Certains militent, sans forcément aller jusqu'à l'AcBUS du Dr Cabrera, pour une sensibilisation du public à la question des arrêts de travail. « Aujourd'hui, ça ne coûte plus rien de s'arrêter de travailler (il y a même des gens qui gagnent plus en arrêt qu'en travaillant). Expliquer que ça revient très cher à la collectivité, comme on l'a fait pour les visites, pourrait limiter les demandes », estime Michel Combier.
Du côté de MG-France, on va plus loin en défendant une approche différenciée des arrêts de travail selon qu'ils sont délivrés dans le cadre de thérapeutiques actives ou dans celui de situations consolidées ou stabilisées. « Dans le premier cas - on parle de soins aigus, de maladie, de fracture, d'accidents, de chimiothérapie... c'est-à-dire de traitements aigus qu'ils soient très brefs ou plus longs, les médecins de ville se sentent pleinement concernés par les arrêts qu'ils prescrivent. Dans le second cas - il s'agit d'arrêts de longue durée pour lesquels les décisions sont beaucoup plus liées à la nature du travail, de l'entreprise, au cadre administratif dans lequel s'inscrit la reprise -, le médecin prescrit mais en considérant que la responsabilité est d'abord technico-administrative », estime le Dr Costes. Pour le président de MG-France, il ne fait pas de doute que ces arrêts-ci, plus évidemment du ressort des médecins-conseils, des médecins du travail ou des médecins experts des différentes commissions, « ne sont pas revendiqués par les médecins libéraux ».

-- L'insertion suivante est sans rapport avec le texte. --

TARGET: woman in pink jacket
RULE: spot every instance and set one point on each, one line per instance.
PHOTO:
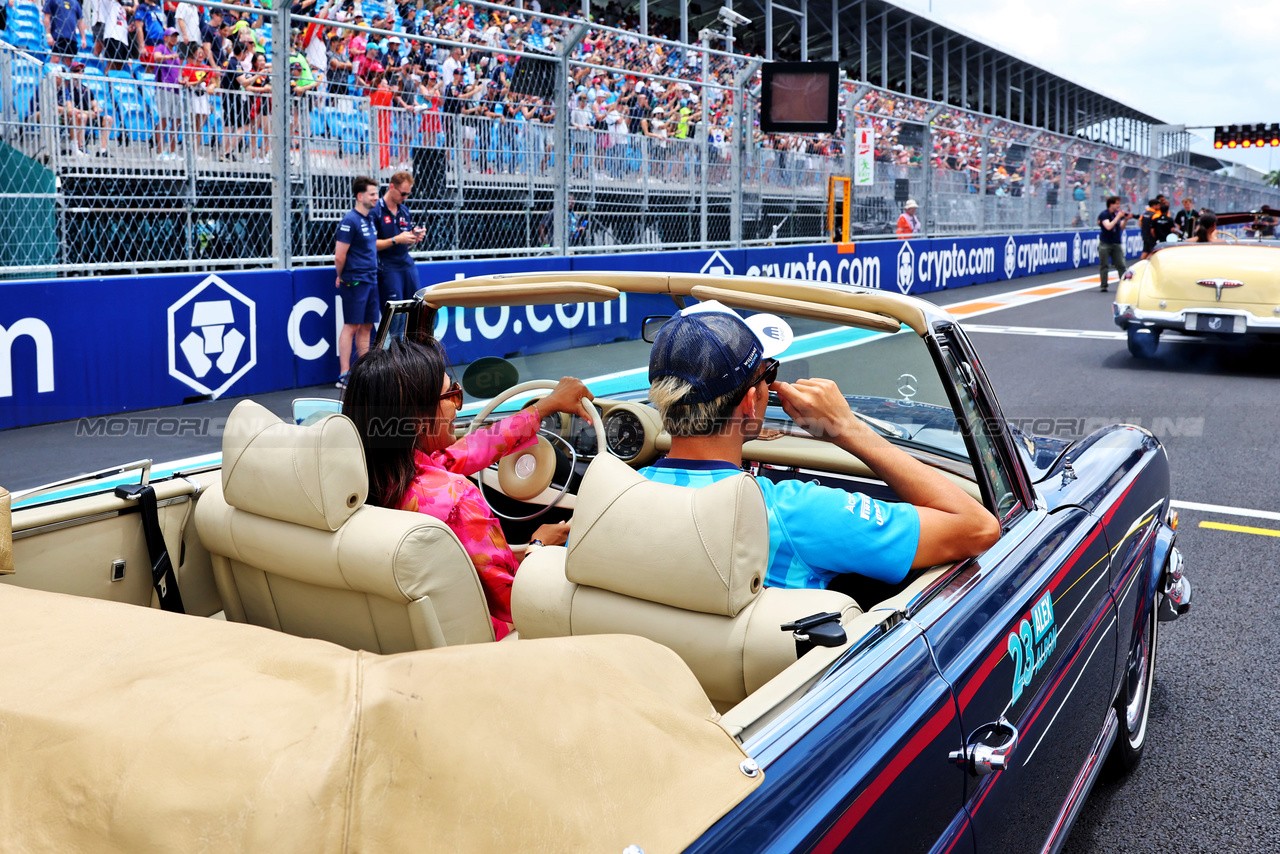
(403, 402)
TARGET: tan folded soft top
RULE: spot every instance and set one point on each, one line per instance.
(126, 729)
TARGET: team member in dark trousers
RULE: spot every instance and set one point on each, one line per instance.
(1187, 219)
(1162, 224)
(397, 277)
(1144, 224)
(1111, 240)
(1148, 237)
(355, 256)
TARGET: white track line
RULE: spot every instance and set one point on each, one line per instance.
(1020, 297)
(1225, 511)
(1097, 334)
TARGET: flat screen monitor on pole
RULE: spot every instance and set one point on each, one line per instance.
(799, 97)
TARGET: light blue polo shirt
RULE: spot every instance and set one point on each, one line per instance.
(816, 533)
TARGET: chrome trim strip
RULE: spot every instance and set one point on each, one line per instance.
(1083, 784)
(96, 517)
(145, 465)
(1178, 319)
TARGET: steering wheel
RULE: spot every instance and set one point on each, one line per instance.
(529, 473)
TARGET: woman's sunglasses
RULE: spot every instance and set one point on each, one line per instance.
(453, 394)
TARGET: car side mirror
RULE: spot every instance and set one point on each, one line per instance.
(309, 410)
(650, 327)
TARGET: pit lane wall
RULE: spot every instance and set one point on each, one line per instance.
(86, 347)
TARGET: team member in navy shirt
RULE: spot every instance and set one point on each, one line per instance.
(1111, 240)
(64, 21)
(355, 256)
(397, 277)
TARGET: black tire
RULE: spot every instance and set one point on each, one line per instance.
(1133, 706)
(1143, 342)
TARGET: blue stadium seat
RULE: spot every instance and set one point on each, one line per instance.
(132, 112)
(214, 126)
(320, 118)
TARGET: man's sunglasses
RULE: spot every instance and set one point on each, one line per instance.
(455, 393)
(768, 375)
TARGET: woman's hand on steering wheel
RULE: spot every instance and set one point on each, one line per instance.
(566, 397)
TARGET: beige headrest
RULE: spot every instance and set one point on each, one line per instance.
(699, 549)
(5, 533)
(310, 475)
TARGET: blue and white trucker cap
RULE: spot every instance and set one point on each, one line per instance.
(714, 350)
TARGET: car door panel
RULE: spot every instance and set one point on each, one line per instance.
(862, 759)
(71, 547)
(1034, 644)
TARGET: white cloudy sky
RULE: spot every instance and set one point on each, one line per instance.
(1187, 62)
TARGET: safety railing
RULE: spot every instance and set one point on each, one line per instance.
(109, 169)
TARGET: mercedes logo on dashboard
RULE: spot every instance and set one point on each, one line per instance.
(908, 387)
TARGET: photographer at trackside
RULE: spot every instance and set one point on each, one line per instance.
(1111, 240)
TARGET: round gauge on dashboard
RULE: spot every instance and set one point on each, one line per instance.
(624, 433)
(552, 423)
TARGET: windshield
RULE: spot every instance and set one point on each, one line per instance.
(888, 378)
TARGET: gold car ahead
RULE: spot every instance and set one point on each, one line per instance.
(1201, 288)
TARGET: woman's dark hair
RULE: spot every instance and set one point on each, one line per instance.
(1207, 223)
(391, 394)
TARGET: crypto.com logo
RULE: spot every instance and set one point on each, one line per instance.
(208, 337)
(905, 268)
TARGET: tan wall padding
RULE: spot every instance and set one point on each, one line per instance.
(144, 730)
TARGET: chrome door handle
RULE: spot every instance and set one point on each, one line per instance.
(988, 749)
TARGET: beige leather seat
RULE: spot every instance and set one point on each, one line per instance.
(296, 548)
(681, 566)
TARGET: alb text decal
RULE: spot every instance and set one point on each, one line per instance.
(1032, 644)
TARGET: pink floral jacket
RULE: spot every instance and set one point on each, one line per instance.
(442, 489)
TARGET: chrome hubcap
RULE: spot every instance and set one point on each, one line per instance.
(1139, 685)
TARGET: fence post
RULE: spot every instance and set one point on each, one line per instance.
(737, 153)
(927, 161)
(1028, 147)
(563, 141)
(190, 147)
(282, 201)
(703, 149)
(982, 187)
(8, 113)
(565, 146)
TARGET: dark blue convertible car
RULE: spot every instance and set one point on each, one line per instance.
(238, 653)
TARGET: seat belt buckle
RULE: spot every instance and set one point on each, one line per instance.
(816, 630)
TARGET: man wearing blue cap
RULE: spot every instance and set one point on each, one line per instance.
(711, 374)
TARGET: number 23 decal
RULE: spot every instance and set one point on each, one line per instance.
(1032, 644)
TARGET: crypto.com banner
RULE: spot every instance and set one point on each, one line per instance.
(127, 343)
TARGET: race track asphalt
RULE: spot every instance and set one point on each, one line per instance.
(1210, 777)
(1210, 780)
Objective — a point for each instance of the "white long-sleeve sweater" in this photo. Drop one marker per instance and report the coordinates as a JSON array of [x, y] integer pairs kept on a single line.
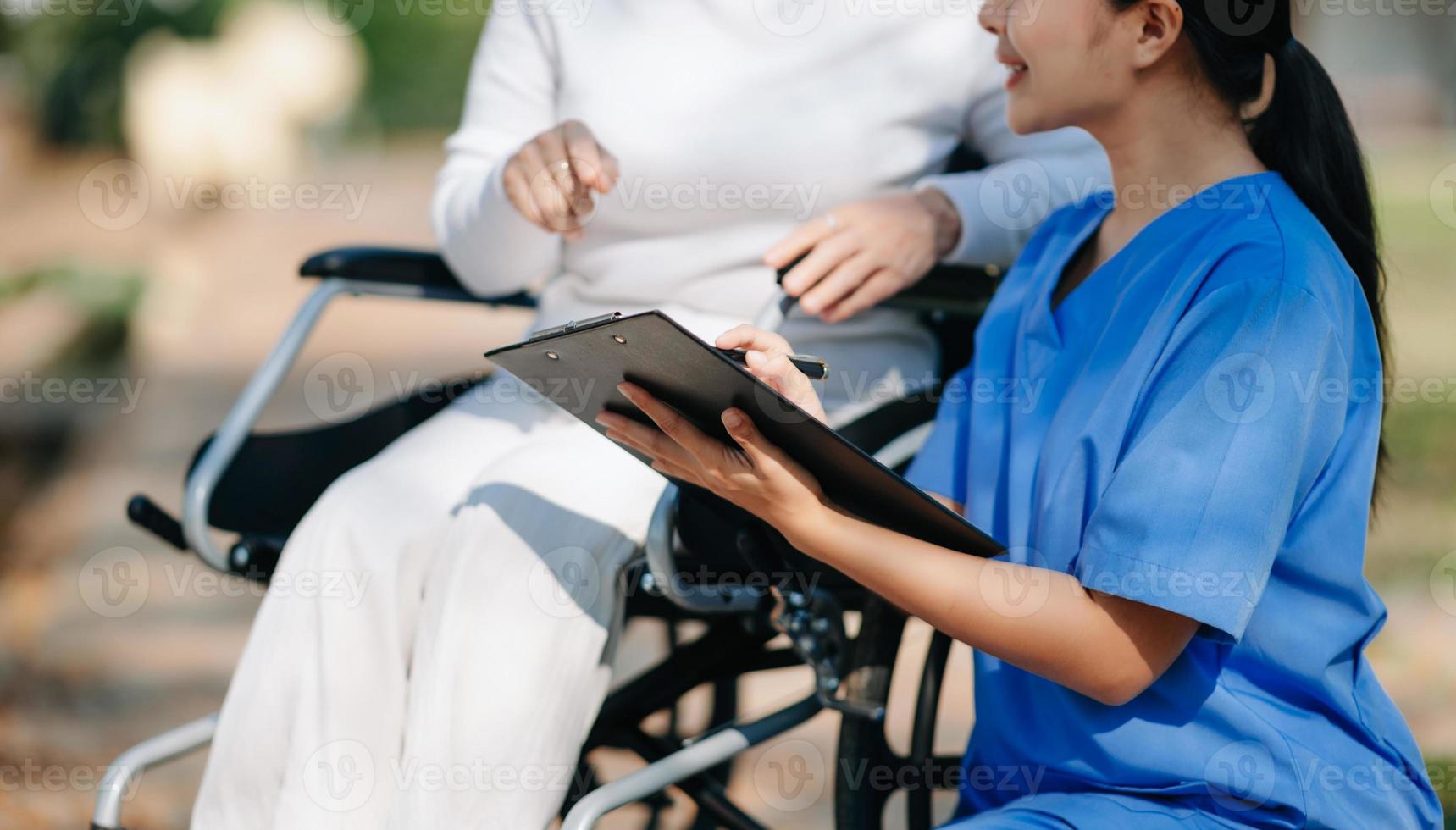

Dernier reproche formulé par les syndicats médicaux à l'encontre des travaux des services administratifs des ministères des Finances et de la Santé : ils sont partiels puisqu'ils laissent de côté toute la fonction publique. Or, observe le Dr Costes, « pour aller au fond du sujet, on n'a pas le droit de stigmatiser les salariés du privé sans étudier les autres ». Le Dr Combier renchérit : « Toute la frange des fonctionnaires n'est pas touchée par les mesures préconisées par l'IGF et l'IGAS. Ce ne sont peut-être pas ceux qui s'arrêtent le moins.»